It's Hearts At Home blog hop day. Today's topic: Organizational Ideas. I think fitness and organization are the buzz words for blog posts in January.Today I will share a cheap and easy way to keep the lunch boxes organized and the food from getting crushed. But first, if you didn't catch the earlier posts this month about organization, check out Hair ties, Headbands, and Headaches and also the post from Grandma, called Seriously Good Ideas for Around the House. The list amazed me with its innovation and simpleness.

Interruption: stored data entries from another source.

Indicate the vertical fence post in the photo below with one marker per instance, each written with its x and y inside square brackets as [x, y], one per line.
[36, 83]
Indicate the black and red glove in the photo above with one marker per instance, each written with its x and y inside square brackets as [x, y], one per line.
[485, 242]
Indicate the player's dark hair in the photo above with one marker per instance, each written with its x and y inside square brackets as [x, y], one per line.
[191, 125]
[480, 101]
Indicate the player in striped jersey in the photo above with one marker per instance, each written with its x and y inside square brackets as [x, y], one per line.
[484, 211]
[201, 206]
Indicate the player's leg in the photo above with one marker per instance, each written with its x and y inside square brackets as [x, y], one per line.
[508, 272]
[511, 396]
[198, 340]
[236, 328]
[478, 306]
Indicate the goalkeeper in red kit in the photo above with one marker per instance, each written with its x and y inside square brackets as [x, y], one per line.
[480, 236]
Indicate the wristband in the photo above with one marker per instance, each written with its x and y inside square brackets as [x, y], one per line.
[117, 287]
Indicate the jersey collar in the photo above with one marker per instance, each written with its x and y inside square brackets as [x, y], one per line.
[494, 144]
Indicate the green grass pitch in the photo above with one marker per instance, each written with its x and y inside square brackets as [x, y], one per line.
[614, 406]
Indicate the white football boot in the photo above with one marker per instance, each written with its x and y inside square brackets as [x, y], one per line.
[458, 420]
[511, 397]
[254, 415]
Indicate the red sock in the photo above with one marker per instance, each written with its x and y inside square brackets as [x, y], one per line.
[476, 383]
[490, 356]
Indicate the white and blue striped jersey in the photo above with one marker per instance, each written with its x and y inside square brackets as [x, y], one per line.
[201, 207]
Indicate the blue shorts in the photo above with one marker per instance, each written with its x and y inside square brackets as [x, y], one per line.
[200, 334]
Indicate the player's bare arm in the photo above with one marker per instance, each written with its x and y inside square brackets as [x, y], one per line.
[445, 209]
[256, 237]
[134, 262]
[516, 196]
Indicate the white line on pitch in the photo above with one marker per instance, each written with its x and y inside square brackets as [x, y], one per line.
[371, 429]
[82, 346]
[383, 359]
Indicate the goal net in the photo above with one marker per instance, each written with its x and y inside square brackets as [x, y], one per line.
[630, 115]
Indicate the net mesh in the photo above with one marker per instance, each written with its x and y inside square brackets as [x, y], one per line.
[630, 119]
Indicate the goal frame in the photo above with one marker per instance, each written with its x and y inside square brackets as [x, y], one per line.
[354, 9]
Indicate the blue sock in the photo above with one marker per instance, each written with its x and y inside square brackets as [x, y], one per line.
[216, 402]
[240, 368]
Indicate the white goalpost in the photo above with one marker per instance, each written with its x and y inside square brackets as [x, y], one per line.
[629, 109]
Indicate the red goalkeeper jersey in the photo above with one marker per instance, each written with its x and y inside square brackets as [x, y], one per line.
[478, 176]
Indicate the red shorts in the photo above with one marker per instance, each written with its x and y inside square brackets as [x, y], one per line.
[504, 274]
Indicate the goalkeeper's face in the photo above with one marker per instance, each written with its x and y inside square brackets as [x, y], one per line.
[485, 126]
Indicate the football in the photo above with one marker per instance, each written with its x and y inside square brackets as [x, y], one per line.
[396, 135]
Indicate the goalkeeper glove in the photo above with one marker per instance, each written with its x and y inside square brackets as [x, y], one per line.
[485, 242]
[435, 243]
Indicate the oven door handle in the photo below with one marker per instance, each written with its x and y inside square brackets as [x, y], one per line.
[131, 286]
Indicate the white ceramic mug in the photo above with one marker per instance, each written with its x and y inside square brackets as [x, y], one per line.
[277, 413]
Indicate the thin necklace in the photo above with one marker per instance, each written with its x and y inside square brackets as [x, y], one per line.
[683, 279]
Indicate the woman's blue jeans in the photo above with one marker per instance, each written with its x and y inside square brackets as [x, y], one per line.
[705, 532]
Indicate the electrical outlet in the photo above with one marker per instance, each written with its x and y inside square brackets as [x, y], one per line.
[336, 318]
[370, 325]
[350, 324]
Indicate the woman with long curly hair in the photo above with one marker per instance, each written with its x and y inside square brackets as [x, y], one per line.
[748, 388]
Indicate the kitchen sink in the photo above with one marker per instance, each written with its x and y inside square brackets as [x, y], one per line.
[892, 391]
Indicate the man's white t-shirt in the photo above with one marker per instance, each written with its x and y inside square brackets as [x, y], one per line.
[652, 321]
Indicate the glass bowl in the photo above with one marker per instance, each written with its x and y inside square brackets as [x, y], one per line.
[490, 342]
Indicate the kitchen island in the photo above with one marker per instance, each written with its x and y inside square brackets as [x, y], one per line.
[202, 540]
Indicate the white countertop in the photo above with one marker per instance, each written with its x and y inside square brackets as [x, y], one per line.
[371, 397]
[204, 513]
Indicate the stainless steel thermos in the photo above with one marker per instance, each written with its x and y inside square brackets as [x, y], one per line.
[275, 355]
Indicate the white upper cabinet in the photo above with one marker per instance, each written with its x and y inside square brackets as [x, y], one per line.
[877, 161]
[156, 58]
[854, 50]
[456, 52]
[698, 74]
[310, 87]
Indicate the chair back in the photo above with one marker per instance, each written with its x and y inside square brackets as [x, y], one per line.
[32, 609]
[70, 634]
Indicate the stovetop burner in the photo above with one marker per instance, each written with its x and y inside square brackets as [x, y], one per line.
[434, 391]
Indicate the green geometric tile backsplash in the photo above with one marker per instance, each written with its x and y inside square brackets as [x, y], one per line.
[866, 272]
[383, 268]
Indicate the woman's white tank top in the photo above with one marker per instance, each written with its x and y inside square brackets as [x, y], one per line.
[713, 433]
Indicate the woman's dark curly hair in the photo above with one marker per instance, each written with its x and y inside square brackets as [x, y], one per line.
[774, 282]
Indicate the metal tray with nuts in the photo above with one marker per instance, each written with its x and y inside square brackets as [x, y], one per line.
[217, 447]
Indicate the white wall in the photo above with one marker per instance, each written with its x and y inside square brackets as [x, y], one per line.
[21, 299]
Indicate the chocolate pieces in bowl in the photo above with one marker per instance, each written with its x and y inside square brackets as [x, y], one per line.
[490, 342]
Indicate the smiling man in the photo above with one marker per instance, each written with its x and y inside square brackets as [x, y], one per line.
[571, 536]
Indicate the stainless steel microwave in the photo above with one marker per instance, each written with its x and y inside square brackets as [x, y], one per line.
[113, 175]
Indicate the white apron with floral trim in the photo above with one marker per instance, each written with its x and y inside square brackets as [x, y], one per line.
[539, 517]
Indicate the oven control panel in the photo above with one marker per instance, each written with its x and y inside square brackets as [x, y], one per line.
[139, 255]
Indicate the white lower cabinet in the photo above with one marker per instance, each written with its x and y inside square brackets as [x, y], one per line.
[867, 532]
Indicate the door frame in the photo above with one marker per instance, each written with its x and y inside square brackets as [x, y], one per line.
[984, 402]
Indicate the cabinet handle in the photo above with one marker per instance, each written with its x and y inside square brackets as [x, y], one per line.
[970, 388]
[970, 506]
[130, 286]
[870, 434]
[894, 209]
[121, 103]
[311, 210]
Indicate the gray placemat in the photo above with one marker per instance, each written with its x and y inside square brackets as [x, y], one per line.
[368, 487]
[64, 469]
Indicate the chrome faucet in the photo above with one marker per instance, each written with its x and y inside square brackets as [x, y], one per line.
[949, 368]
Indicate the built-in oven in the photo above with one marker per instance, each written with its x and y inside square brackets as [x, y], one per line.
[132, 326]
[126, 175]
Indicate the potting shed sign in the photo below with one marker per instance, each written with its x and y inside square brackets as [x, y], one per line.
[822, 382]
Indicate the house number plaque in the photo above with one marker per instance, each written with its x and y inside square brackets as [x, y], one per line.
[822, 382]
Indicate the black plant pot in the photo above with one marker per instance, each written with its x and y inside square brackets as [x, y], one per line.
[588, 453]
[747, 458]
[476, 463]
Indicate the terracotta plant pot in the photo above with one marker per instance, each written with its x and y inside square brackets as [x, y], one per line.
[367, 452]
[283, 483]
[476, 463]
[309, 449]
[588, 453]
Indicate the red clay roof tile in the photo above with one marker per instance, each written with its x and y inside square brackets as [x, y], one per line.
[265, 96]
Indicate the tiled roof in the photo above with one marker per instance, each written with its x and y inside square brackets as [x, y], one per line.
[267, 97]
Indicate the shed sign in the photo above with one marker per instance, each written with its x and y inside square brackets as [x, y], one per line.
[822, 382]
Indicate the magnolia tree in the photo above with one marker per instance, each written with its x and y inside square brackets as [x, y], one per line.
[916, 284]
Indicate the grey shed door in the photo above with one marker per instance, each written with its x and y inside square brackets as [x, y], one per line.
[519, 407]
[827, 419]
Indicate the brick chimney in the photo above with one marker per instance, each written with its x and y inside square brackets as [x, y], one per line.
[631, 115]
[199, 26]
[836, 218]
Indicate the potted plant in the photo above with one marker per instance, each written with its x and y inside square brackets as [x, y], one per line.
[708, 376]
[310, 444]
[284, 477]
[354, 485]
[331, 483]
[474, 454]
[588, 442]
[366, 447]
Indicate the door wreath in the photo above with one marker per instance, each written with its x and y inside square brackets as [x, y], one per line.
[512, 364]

Note: Several of the links below link to Amazon so you can see where you could buy these things, but I always buy them at our local big box store.
Now for that lunchbox.
Organized Lunch box tip #1: I don't like to use plastic bags for the lunch box. They clog up landfills and if the lunchbox isn't hard or if there is a thermos in the box, things get squashed. I spent months looking for the perfect little containers to put all the small serving sizes into. There are plenty of expensive options: Bento boxes and snap 'n lock type containers. But the sizes I found were always awkward to fit into the lunch box or the size I loved wasn't sold separately, only as part of a 10 container set. Plus, I didn't want to spend too much money, since I knew the girls would occasionally lose a container.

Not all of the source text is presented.